Timing diagram — streaming case (K = 4, M = 8)

io.clct is busy delayed by 2K−2, so it spans the full streaming feed plus the drain. Two staircased K×K result frames appear within that window:

Frame 1 lives at output cycles 7..10 (= \(2K{-}1 \,..\, 3K{-}2\)) and equals \(\sum_{m=0}^{K-1} A_{m,j}\cdot B_{m,i}\). Frame 2 lives at output cycles 11..14 (= \(3K{-}1 \,..\, 4K{-}2\)) and equals the full \(\sum_{m=0}^{2K-1} A_{m,j}\cdot B_{m,i}\).

Tested

End-to-end verified for K = 4 in src/test/scala/alu/mma/MMALUStreamReduceSpec.scala:

Test M What it asserts
1 2K Both K-partial frame and full 2K-sum frame appear during one continuous feed
2 3K All three staircased frames (K, 2K, 3K sums)
3 5K All five frames — stresses cnt mod K wrap-around
4 2K + injected keep=false at i_tick = K-1 Frame 2 collapses to the second-K-only sum (not the 2K-sum) — proves the inserted reset is the sole cause of K-granularity

Run with tool/test-specific-spec.sh alu.mma.MMALUStreamReduceSpec.
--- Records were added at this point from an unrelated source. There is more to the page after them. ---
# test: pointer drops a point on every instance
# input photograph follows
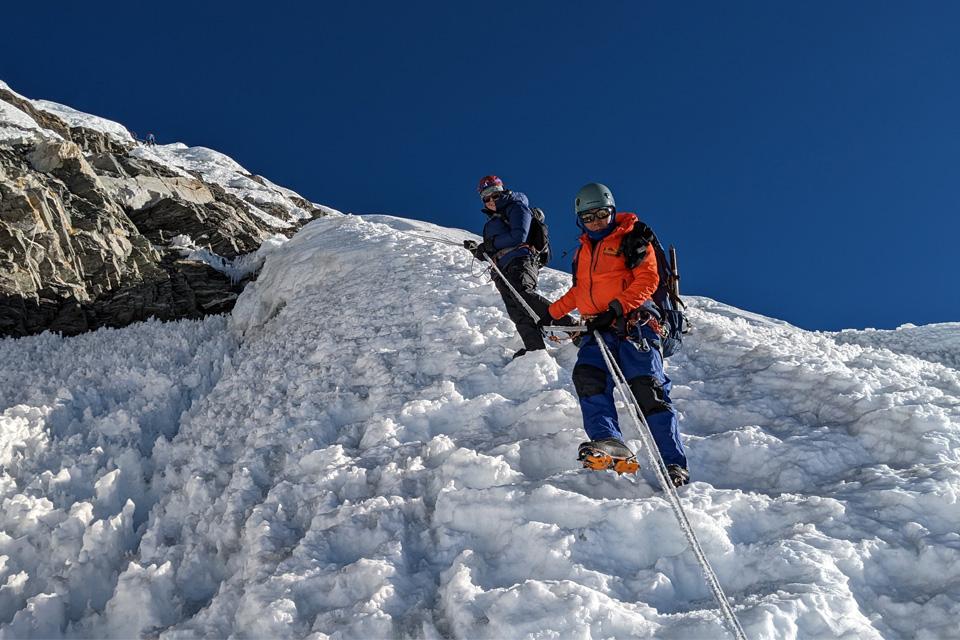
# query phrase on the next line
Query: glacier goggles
(592, 215)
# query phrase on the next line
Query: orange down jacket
(601, 275)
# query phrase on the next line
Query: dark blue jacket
(509, 226)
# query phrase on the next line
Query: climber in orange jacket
(614, 277)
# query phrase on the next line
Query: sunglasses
(592, 215)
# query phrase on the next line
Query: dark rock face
(84, 228)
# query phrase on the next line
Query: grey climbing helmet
(592, 196)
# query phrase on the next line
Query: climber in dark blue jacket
(504, 240)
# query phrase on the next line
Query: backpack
(539, 236)
(672, 318)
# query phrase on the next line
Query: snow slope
(353, 455)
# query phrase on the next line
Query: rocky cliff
(93, 223)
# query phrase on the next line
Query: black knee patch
(649, 394)
(589, 381)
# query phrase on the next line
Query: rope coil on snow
(656, 461)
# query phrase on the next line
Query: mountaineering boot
(609, 453)
(678, 475)
(525, 351)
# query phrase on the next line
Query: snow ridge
(368, 462)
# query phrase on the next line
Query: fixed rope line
(656, 461)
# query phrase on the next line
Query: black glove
(545, 321)
(612, 317)
(634, 244)
(476, 249)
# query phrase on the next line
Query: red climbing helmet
(489, 184)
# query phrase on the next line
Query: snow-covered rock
(87, 213)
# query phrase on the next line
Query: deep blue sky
(803, 157)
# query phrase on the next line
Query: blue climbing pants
(639, 358)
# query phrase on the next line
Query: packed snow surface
(353, 454)
(75, 118)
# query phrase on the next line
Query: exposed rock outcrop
(86, 215)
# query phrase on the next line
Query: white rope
(656, 461)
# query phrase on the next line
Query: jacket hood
(506, 199)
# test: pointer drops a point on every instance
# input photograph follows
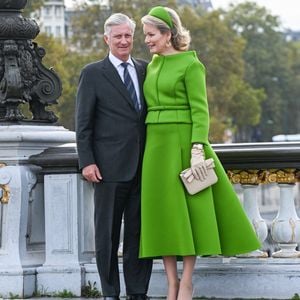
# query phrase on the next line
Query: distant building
(51, 18)
(54, 19)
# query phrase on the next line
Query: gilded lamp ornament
(23, 78)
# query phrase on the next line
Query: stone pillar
(17, 258)
(69, 233)
(285, 228)
(252, 211)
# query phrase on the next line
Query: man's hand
(92, 173)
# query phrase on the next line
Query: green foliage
(32, 5)
(90, 291)
(266, 66)
(253, 73)
(64, 294)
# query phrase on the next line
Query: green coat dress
(173, 222)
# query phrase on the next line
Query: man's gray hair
(118, 19)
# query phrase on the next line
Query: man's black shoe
(137, 297)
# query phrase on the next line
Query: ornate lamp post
(23, 78)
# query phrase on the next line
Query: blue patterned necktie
(130, 87)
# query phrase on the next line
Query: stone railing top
(239, 156)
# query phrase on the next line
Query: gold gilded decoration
(287, 176)
(5, 189)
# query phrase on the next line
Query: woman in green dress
(175, 223)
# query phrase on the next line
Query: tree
(221, 51)
(32, 5)
(265, 57)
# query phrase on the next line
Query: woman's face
(157, 42)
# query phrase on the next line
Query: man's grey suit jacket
(109, 131)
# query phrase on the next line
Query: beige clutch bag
(195, 185)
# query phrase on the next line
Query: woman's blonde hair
(180, 37)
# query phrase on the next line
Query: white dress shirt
(131, 69)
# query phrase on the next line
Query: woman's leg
(186, 286)
(170, 263)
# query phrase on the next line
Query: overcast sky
(287, 10)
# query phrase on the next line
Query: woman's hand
(198, 166)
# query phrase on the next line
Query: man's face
(120, 41)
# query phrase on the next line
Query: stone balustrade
(56, 247)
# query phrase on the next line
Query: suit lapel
(113, 77)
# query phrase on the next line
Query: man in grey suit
(110, 135)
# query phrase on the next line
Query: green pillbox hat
(162, 14)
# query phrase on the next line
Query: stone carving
(288, 176)
(4, 187)
(23, 78)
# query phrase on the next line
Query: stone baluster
(69, 233)
(17, 258)
(285, 228)
(251, 208)
(250, 181)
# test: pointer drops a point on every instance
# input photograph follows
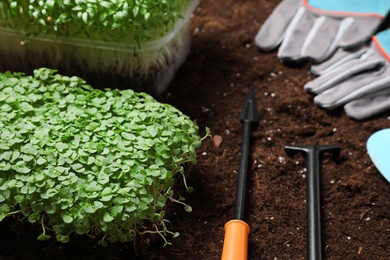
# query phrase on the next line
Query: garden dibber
(235, 246)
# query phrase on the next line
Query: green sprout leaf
(80, 160)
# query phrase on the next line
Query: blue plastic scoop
(378, 147)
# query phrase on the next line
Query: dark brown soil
(210, 88)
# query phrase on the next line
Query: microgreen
(79, 160)
(143, 20)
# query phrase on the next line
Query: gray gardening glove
(316, 28)
(359, 80)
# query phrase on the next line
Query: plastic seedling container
(142, 66)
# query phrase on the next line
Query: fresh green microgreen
(144, 20)
(86, 161)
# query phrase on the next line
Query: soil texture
(211, 87)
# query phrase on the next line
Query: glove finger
(356, 87)
(321, 42)
(359, 31)
(347, 71)
(272, 31)
(297, 34)
(339, 58)
(367, 107)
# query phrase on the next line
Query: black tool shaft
(314, 244)
(243, 173)
(313, 153)
(248, 116)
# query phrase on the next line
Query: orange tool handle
(235, 245)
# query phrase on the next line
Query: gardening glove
(316, 28)
(358, 79)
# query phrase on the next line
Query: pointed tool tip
(249, 110)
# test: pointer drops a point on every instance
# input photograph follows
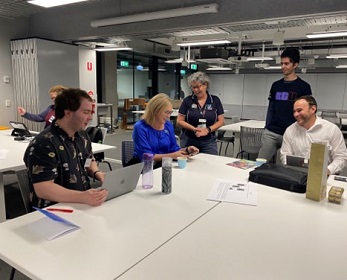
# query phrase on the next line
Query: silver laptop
(122, 181)
(20, 129)
(297, 163)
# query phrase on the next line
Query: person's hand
(21, 111)
(94, 197)
(180, 153)
(192, 150)
(201, 131)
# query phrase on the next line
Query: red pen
(60, 210)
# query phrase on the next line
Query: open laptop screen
(20, 129)
(297, 163)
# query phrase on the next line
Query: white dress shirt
(297, 141)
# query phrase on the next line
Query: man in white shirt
(309, 128)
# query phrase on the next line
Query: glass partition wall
(139, 76)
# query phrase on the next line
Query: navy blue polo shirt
(192, 111)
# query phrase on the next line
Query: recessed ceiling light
(49, 4)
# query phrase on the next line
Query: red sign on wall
(89, 66)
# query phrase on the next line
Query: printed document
(235, 192)
(52, 226)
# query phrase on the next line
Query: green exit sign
(194, 66)
(124, 63)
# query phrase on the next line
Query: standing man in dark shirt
(60, 159)
(280, 111)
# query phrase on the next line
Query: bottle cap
(147, 156)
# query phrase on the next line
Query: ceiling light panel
(186, 11)
(55, 3)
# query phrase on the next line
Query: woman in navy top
(155, 133)
(200, 115)
(47, 115)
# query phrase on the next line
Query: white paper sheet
(235, 192)
(3, 153)
(52, 226)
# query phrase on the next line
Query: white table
(236, 129)
(284, 237)
(120, 233)
(14, 160)
(148, 235)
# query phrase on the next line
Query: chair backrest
(127, 151)
(130, 102)
(235, 119)
(220, 133)
(250, 139)
(24, 187)
(332, 116)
Gaps for software dispatch

Two known asymmetries between the direct-ctrl MMALU interface (used by the tests) and the current ISA path; both must be resolved before a frontend can issue mma/mma.last to drive a real M×K reduction:

  1. MMA_LAST decode (src/main/scala/isa/instrDecoder.scala:254-260) sets mma_last := true but leaves mma_keep := false. Issued literally, the last data cycle would res := a·b (REPLACE) rather than accumulate — wiping the M-sum at the very end. Fix options:
    • Have MMA_LAST also honour funct7[4] as a keep bit (a literal mma.last keep=true becomes well-defined), or
    • Treat mma.last as a zero-data boundary marker that follows the last mma keep=true.
  2. MMA register-file addressing (src/main/scala/backend/SimpleBackend.scala:90-92) — mma_a_addr / mma_b_addr / mma_out_addr are separate top-level inputs, not yet driven from dec.rs1 / dec.rs2 / dec.rd. A frontend has to sequence them in lockstep with each mma instruction.

Both are small, isolated fixes; this section documents the architectural capability so a future PR can rely on it.


Data types

Implemented items are checked below

  • [ ] s16
  • [x] s8
  • [ ] s4pack2
  • [ ] s2pack4

Matrix Multiplication will only have identical data types for both inputs and outputs

Summary

Systolic array can support pipelining, but unlike traditional DSP architectures, a systolic pipeline is more gradual and continuous. So the control unit should be designed carefully to make use of this advantage.

Waveform — K-burst protocol

For a \(4\times4\) systolic array driving three back-to-back K-burst MMAs (the "in stream" protocol from MMALUSpec). Note the keep=0 pulse at every K-cycle boundary that resets the PE accumulator between independent K×K results.

Compare against the streaming-protocol waveform in the M×K Streaming Reduction section above — that one omits the keep=0 pulse and accumulates across the whole feed instead.